NIH Orders Halt To Embryonic Stem Cell Research
sciencehabit writes "Responding to a court order issued a week ago, the National Institutes of Health (NIH) on Friday ordered intramural researchers studying human embryonic stem cells (hESCs) to shut down their experiments. NIH's action — probably unprecedented in its history — is a response to a preliminary injunction on 23 August from US District Judge Royce Lamberth.
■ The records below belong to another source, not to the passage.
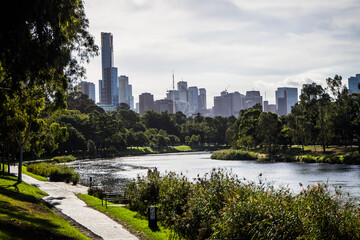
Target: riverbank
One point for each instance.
(130, 151)
(23, 215)
(62, 196)
(334, 155)
(220, 206)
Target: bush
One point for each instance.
(62, 159)
(234, 155)
(220, 206)
(56, 173)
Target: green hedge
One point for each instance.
(56, 173)
(62, 159)
(220, 206)
(234, 155)
(347, 158)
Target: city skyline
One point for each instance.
(253, 46)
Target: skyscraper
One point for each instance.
(285, 98)
(353, 83)
(252, 98)
(202, 99)
(146, 103)
(108, 86)
(193, 99)
(228, 104)
(88, 88)
(182, 88)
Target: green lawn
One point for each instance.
(128, 218)
(24, 216)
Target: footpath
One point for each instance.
(62, 196)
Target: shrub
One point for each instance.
(234, 155)
(56, 173)
(220, 206)
(62, 159)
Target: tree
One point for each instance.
(247, 128)
(343, 113)
(268, 129)
(42, 46)
(22, 121)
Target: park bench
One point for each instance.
(113, 197)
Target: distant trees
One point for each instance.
(41, 43)
(323, 116)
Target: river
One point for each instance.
(112, 174)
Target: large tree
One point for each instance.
(43, 43)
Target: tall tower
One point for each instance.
(353, 84)
(108, 89)
(286, 97)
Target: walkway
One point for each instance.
(62, 196)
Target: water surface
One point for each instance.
(111, 174)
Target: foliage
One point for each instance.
(56, 173)
(130, 219)
(220, 206)
(23, 215)
(37, 63)
(234, 155)
(63, 159)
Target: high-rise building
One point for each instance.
(353, 83)
(269, 107)
(202, 99)
(182, 88)
(285, 98)
(163, 105)
(131, 97)
(88, 88)
(193, 99)
(252, 98)
(228, 104)
(125, 91)
(146, 103)
(108, 85)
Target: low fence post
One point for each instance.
(152, 216)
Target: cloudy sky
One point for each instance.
(227, 44)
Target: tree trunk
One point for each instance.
(20, 165)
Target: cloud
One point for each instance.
(247, 44)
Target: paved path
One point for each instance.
(62, 196)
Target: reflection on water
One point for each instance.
(112, 174)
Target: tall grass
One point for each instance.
(54, 172)
(234, 155)
(220, 206)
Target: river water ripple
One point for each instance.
(112, 174)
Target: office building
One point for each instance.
(228, 104)
(146, 103)
(125, 91)
(164, 105)
(182, 88)
(193, 99)
(252, 98)
(202, 99)
(88, 88)
(285, 98)
(269, 107)
(108, 85)
(353, 83)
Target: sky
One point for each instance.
(236, 45)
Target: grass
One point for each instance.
(130, 219)
(23, 215)
(38, 177)
(221, 206)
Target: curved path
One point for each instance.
(62, 196)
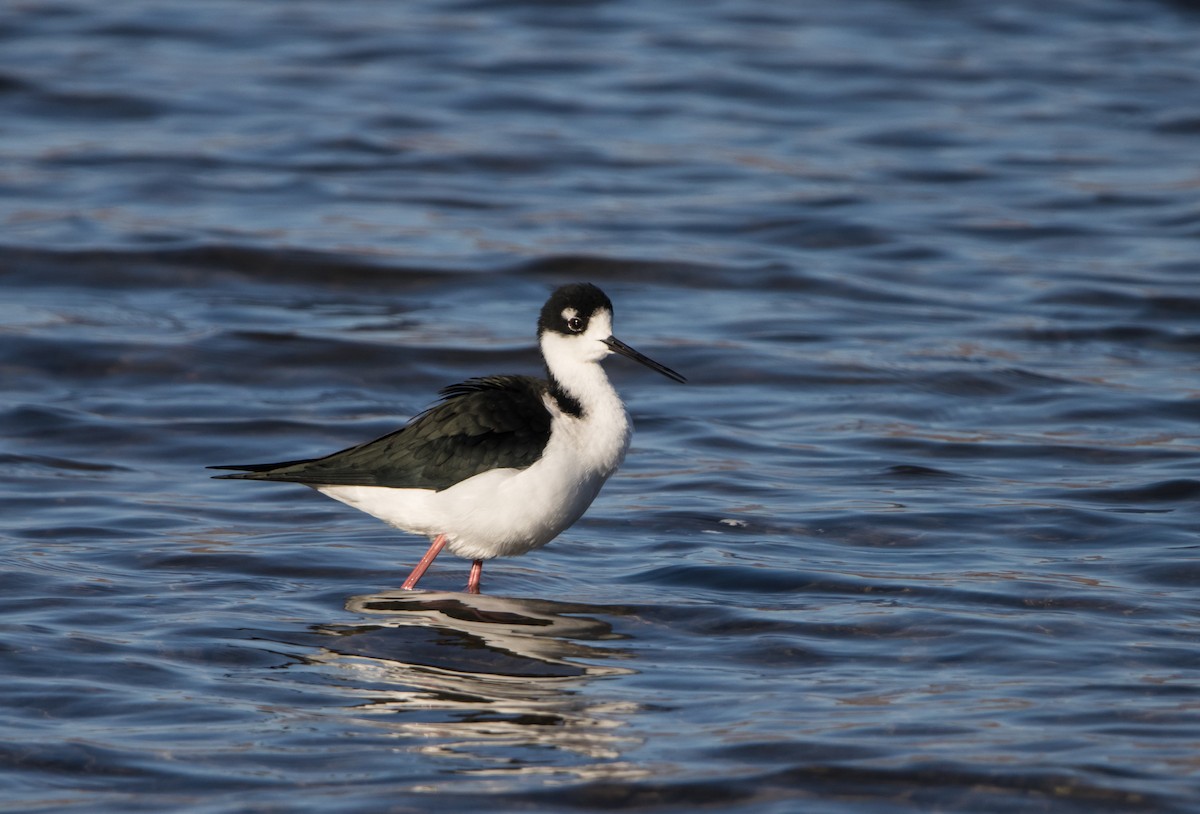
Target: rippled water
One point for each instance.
(919, 534)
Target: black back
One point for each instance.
(496, 422)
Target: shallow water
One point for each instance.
(918, 534)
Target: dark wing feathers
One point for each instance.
(480, 424)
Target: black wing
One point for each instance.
(480, 424)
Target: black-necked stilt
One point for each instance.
(503, 464)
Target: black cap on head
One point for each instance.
(581, 298)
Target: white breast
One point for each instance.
(510, 512)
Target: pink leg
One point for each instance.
(477, 572)
(426, 561)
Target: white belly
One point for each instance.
(502, 512)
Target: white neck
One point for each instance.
(601, 431)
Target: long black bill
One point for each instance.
(625, 351)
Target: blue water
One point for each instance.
(921, 533)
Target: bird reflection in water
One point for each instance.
(498, 683)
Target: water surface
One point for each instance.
(918, 534)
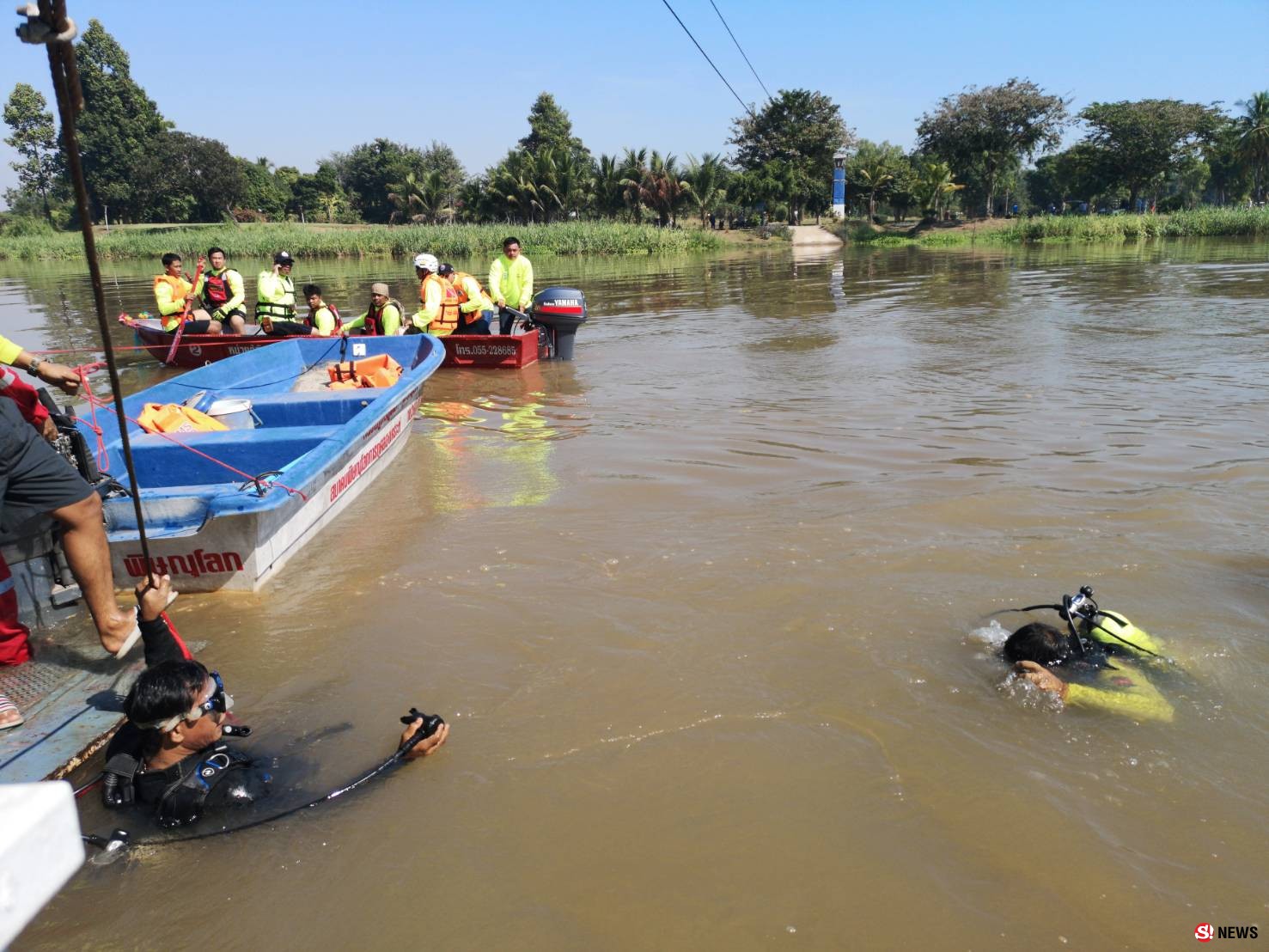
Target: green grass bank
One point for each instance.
(353, 241)
(1200, 223)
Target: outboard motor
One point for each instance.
(561, 311)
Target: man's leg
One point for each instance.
(36, 481)
(89, 556)
(14, 636)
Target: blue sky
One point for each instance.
(306, 79)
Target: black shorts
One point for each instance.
(34, 479)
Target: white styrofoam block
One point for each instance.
(40, 850)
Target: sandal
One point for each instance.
(7, 706)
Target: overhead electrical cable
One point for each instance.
(741, 50)
(707, 56)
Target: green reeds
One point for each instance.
(1199, 223)
(356, 241)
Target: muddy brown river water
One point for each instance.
(705, 609)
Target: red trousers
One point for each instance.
(14, 636)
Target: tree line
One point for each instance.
(973, 154)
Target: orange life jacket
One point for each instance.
(457, 284)
(174, 418)
(447, 318)
(373, 325)
(378, 371)
(216, 289)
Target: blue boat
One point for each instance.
(310, 452)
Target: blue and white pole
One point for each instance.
(839, 184)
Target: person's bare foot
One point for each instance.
(117, 630)
(9, 714)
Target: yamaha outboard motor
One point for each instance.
(561, 311)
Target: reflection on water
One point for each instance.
(705, 609)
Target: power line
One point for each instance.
(741, 51)
(707, 58)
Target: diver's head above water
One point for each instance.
(180, 707)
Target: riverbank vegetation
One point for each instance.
(982, 153)
(1199, 223)
(345, 241)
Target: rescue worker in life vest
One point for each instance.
(174, 291)
(1109, 674)
(475, 308)
(510, 282)
(172, 757)
(223, 292)
(439, 311)
(322, 319)
(382, 318)
(276, 300)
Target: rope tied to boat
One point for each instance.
(103, 457)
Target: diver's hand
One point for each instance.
(1040, 677)
(424, 747)
(154, 598)
(60, 376)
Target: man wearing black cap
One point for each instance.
(276, 300)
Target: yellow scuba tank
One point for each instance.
(1122, 638)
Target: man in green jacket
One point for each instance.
(276, 298)
(223, 292)
(510, 282)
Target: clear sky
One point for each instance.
(295, 80)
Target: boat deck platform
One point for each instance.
(71, 694)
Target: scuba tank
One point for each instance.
(1090, 629)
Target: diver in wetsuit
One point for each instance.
(1103, 662)
(172, 755)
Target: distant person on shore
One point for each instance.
(223, 292)
(172, 757)
(36, 480)
(276, 300)
(475, 308)
(1107, 674)
(322, 320)
(174, 292)
(382, 318)
(438, 314)
(510, 282)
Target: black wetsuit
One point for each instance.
(213, 778)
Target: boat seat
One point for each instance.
(300, 409)
(162, 462)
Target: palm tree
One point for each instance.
(708, 180)
(933, 184)
(1254, 141)
(873, 175)
(420, 199)
(608, 193)
(633, 167)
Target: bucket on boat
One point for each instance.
(235, 414)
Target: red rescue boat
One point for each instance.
(194, 350)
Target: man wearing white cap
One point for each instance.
(439, 311)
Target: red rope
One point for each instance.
(249, 478)
(103, 457)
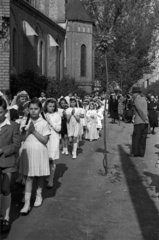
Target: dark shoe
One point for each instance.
(5, 226)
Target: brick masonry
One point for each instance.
(4, 44)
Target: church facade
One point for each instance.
(53, 38)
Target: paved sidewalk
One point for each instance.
(84, 205)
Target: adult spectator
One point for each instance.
(140, 123)
(152, 113)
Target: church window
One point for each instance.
(83, 60)
(58, 59)
(41, 55)
(14, 47)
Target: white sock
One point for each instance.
(74, 152)
(6, 203)
(27, 196)
(39, 192)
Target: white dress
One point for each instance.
(73, 126)
(91, 132)
(54, 120)
(34, 158)
(99, 119)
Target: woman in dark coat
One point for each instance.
(128, 109)
(113, 108)
(153, 119)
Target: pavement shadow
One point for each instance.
(157, 153)
(16, 204)
(154, 179)
(145, 209)
(61, 168)
(101, 150)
The judge ruled that the Obama policy allowing NIH funding to be used to study hESC lines violates a law prohibiting the use of federal funds to destroy embryos."
The judge ruled that the Obama policy allowing NIH funding to be used to study hESC lines violates a law prohibiting the use of federal funds to destroy embryos."
What if the scientists just charge for the research, but present an itemized bill that throws in the embryo destruction for free?
I'm mostly kidding, but isn't there some decent way to weasel around this?
Everyone who is against stem cell research should be unable to ever benefit from the results of said research.
"Have you ever thought about just turning off the TV, sitting down with your kids, and hitting them?"
That's missing the point entirely.
This is more or less the same debate as over early abortions and chemical contraceptives, it's about when your genetic material becomes an independent and legally protected person. Unless you're suggesting that the libertarian approach is to let people sell their children thus making the question irrelevant, you need to set some defined boundaries of personhood and embryohood.
Why must your beliefs mandate that another individual fund (via mandatory taxation) research they view as fundamentally unethical?
I think the answer has to simply be: that's where we've chosen to draw the line in our Constitution.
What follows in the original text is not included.